The Queen Mother's own funeral in 2002 was a major event. A quarter of a million people filed past her coffin as it lay in state. She lived a remarkably long life and her popularity never wavered, even as it did for the rest of her family. Why? What did the Queen Mother do that the others didn't? Why do we remember her so fondly? What could Kate Middleton learn from her?

There's duty, hard work and the charitable causes. There's the empathy with the people. But other consorts had that. There's a loving relationship with the king. A bit of style doesn't go amiss either. A twinkle in the eye will more than make up for a slightly naughty gambling habit.

But I think the Queen Mother's chief asset was her discretion. She never spoiled the mystique of royalty, she never told tales and she never got caught up in politics. More than that, by keeping her mouth shut she never said anything embarrassing.

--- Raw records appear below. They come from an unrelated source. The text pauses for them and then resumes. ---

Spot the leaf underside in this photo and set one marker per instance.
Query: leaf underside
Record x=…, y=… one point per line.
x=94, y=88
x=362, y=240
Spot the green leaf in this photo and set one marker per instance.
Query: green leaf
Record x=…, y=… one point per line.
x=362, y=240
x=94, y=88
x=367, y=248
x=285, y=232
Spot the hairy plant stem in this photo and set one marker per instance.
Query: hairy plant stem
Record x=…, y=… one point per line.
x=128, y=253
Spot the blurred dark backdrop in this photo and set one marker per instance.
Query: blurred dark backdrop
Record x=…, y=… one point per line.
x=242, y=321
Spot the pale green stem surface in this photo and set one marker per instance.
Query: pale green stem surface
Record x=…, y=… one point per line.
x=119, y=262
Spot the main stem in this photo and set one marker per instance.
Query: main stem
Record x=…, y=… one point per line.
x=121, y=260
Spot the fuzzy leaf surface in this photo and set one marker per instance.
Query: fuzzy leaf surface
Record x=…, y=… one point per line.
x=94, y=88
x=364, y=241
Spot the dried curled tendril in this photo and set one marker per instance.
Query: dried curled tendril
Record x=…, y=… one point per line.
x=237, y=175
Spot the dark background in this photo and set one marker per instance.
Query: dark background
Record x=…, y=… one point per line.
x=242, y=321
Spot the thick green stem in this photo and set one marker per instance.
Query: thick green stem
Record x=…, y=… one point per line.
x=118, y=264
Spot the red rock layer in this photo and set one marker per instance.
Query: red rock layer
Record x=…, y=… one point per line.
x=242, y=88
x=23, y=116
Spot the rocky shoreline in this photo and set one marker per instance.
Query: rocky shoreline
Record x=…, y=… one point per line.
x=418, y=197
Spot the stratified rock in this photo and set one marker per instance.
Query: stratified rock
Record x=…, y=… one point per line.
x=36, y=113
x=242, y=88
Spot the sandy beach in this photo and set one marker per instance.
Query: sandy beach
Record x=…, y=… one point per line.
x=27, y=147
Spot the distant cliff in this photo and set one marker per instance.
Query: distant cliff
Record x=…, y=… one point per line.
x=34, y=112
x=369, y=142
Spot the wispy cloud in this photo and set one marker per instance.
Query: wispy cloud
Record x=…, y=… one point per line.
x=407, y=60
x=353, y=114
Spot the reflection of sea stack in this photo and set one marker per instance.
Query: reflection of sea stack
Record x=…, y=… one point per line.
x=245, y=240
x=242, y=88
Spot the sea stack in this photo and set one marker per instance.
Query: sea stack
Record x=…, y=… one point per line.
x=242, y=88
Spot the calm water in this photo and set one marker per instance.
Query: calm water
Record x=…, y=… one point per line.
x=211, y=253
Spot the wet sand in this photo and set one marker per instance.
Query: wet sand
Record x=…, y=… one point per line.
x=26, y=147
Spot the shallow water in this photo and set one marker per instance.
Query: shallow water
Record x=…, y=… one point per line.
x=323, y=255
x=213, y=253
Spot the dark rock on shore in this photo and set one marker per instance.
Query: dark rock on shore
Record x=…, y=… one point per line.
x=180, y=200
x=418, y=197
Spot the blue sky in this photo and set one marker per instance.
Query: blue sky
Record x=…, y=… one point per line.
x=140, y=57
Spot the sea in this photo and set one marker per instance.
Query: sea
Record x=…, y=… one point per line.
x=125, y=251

When the press speak to Camilla, Duchess of Cornwall, it’s as if they only want to catch her out. What does she think of Kate? What does she think of the student protesters? Why was her window open? If she says something innocuous it’s reported that she doesn’t care. If she says something more fun it’s reported that she’s not funny. The woman cannot win.

She does the charities and good causes. She supports her husband. And she keeps a relatively low profile. I discovered while preparing this talk that the Portrait Gallery holds no photographs of her, let alone a portrait.

We still don’t know what role Camilla will play when her husband becomes king. The couple have said that she won’t be a queen – but is that up to them? According to the law, as soon as the present queen dies, Prince Charles automatically becomes king and his wife queen. At the moment, Camilla is also the Princess of Wales because she's the wife of the prince – but she or those around her choose not to use that title. So maybe she'll choose not to be called queen, and maybe she won't be crowned when Charles is. But, technically, she'll still be queen.

And why shouldn’t she be queen? There are strong feelings on the subject. Some feel it wouldn’t be appropriate because she’s a divorcee – though so is her husband. Some feel it’s not appropriate given that she and Charles had an affair while he was still married to Diana. So Camilla not being queen is a sort of punishment for how Diana was treated. Or maybe its punishment for the embarrassment caused by the whole “Squidgy” business.

Would it have been different had Charles married her in the early 1970s? Would Camilla have been made a fairy-tale princess and received the same adulation as Diana? Would she have suffered the same problems, too? Or is there something about their different personalities and ambitions that means things would always have been different?

I don’t know the answers to these questions. But it makes me wonder again how much a consort – or almost-consort – gets to define their own role and responsibilities, and how much they just react to us, as a nation, as perhaps voiced through the press. There’s no formal definition of a consort’s role, but we seem to know instinctively what is appropriate, what is embarrassing, and what makes our blood boil.

So we don’t know what kind of consort Kate Middleton will be. We don’t know how much say she’ll have in her role and responsibilities. But we will know when she gets it wrong.